Any highly visible program – recognition and rewards, benefits, health and wellness, safety (and many more) – will not achieve your program objectives if your senior executives are not highly visible and supportive of the program.
I’d go so far as to guarantee this 100% of the time. A recent article in HR Magazine illustrates this point well:
“It’s 8.30am on launch day. The banners are up, the stand looks fantastic and the champions are in place brandishing flyers.
“As employees arrive we go to work promoting the new health & well-being service that's being launched. All is going well except that the executive HR sponsor is nowhere to be seen. By lunchtime there's still no exec sponsor or even anyone from the executive team. The day passes and while staff are interested and engaged in what they see that one key ingredient critical for project longevity is still missing: visible senior management buy-in.
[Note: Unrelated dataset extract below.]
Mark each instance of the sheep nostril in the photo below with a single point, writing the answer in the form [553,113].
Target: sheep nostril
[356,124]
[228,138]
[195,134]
“Sadly this is not a fabricated anecdote but a real example where a company has spent a long time weighing the pros and cons of various wellness initiatives and solutions, found and committed money to a programme they like, but then walked away before the fire is really lit.
“Management support, particularly from HR which carries the baton for staff well-being, is a key feature of a successful people initiative.”
This point cannot be emphasized enough. It’s one of our five tenets for strategic recognition program success and a top line factor in our benchmark of recognition and reward programs.
The tempo must start at the top. Full stop.
If your executives are not fully bought in – and visibly so – into a program your team has researched, funded and implemented as critical to your organization’s success, the program will fail. Some will say this statement is too strong. I believe, however, that if you have properly defined your program up front (including the metrics for success) and you do not achieve those metrics because employees did not buy into why they should follow the new program largely because the executives didn’t lend their support – then your program has failed.
What are the steps to securing executive support and visible sponsorship?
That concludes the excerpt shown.